Oooooo!  You'll never know the pain........


----------



## win231 (Aug 19, 2021)

Don M. said:


> Thank you!  I didn't look at this person's "rebuttal" to my post, because I've put him on my Ignore list.  If I responded to his nonsense, in the way I truly feel, I would probably be banned from this forum.


_"even our local Walmart always seems to have a couple of people awaiting their shots at the pharmacy."_
For the life of me, I just can't figure out where I got the idea.  Might have something to do with you saying "A couple of people."  
Does _"A Couple_" mean something else in Missouri?


----------



## Remy (Aug 20, 2021)

We have 3 people at work (all nice people who do a very good job) who are quitting the end of next month when the vaccine mandate goes into effect in California. I think I have the time right.

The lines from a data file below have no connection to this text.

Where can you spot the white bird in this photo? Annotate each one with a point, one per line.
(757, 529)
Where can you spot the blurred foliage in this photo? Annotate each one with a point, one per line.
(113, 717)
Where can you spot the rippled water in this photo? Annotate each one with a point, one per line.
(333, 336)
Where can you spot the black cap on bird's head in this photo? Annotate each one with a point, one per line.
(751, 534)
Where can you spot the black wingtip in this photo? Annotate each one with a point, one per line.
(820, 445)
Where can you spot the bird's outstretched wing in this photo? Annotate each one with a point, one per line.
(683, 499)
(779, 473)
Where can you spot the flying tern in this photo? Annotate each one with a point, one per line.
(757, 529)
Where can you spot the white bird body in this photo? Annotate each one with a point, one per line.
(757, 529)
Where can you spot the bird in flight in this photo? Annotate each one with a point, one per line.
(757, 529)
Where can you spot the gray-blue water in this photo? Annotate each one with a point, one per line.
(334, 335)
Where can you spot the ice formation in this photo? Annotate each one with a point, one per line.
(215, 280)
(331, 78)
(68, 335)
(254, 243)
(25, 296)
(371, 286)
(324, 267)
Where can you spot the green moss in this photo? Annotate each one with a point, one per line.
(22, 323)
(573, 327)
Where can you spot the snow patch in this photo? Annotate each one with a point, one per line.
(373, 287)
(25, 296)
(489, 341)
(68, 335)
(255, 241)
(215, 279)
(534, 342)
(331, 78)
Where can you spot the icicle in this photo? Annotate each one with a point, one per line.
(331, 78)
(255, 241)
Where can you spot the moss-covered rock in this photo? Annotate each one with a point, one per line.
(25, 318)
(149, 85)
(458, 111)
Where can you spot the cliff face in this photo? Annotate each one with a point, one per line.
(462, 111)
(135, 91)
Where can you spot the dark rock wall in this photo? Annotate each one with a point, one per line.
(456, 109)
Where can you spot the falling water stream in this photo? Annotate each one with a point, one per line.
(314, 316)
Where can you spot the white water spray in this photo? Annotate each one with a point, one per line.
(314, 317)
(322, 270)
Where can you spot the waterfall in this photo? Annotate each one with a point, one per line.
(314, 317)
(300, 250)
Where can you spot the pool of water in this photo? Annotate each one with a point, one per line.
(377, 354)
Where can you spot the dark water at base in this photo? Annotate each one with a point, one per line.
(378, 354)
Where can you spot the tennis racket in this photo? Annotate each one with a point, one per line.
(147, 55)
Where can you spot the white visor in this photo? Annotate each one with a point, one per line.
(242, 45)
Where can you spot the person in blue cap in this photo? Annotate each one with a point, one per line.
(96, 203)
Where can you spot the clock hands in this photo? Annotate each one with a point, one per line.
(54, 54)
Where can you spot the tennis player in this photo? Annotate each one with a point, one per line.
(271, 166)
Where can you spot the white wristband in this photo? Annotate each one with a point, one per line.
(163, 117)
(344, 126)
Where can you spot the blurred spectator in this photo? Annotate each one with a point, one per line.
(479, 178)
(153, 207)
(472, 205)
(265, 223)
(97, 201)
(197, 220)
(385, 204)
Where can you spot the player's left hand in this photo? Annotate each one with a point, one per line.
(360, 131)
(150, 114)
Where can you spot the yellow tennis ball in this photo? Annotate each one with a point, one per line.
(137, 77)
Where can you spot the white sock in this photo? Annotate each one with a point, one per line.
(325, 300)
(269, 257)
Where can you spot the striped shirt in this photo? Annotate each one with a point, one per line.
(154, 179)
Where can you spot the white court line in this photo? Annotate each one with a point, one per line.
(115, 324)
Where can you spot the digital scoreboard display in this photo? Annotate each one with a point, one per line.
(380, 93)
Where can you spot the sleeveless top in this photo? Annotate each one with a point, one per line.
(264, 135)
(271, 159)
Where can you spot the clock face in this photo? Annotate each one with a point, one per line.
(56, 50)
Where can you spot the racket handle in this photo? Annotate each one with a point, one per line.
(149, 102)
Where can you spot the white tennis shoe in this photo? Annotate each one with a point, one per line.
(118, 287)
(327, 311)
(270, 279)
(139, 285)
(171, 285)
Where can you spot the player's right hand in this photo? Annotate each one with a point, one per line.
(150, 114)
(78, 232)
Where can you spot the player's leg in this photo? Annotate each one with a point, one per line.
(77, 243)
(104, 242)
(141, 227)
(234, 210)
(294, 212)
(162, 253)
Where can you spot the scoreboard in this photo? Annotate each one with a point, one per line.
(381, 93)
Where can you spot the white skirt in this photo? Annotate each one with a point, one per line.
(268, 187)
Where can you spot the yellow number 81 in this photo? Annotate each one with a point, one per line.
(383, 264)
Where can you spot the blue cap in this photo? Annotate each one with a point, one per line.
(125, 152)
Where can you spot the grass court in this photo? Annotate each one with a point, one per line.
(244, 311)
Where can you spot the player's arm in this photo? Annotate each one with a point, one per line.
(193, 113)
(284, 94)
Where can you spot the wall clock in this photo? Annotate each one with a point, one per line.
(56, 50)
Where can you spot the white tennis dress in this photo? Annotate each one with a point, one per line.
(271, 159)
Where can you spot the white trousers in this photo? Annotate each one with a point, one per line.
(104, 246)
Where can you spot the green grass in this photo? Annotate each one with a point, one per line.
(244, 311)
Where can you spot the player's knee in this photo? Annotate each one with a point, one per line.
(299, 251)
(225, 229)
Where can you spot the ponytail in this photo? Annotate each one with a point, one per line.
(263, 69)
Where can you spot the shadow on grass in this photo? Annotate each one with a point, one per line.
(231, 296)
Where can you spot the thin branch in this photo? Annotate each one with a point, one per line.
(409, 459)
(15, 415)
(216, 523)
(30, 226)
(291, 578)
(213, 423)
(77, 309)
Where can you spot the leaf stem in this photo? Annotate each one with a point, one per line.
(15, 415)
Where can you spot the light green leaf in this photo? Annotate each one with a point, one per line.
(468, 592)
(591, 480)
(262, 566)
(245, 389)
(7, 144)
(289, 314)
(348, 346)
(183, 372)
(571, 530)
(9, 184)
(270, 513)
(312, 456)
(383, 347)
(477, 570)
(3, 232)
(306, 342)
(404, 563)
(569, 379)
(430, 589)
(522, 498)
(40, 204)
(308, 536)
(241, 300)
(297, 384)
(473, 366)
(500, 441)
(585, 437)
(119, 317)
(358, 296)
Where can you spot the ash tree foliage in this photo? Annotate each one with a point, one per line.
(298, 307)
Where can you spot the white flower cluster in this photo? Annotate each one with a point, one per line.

Anyway, they all smoke. They don't seem worried about putting that chemical garbage in their systems. I get it. I'm a former smoker who quit young but if that isn't bothering them, I wonder why the worry over the vaccine. I got my fist shot on Dec. 28th so was at the start of the vaccine roll out. Not one co-worker had any significant side effect that I am aware of.


----------



## Serenity4321 (Aug 20, 2021)

Pappy said:


> Real bad again where we are in Florida. Masks everywhere and hospitals are full of Covid patients. I hope to hell we don’t go through another year of isolation like last year.


Amazing to me here in Florida is the number of people who do not wear masks in stores..I say about half do not


----------



## John cycling (Aug 20, 2021)

Serenity4321 said:


> Amazing to me here in Florida is the number of people who do not wear masks in stores..I say about half do not



How dare those people breathe freely and not choke themselves.  Don't they care about anyone else.   

They're probably not even putting the poisons in their bodies, like all the smart and intelligent people are doing.


----------



## Chris P Bacon (Aug 20, 2021)

John cycling said:


> How dare those people breathe freely and not choke themselves.  Don't they care about anyone else.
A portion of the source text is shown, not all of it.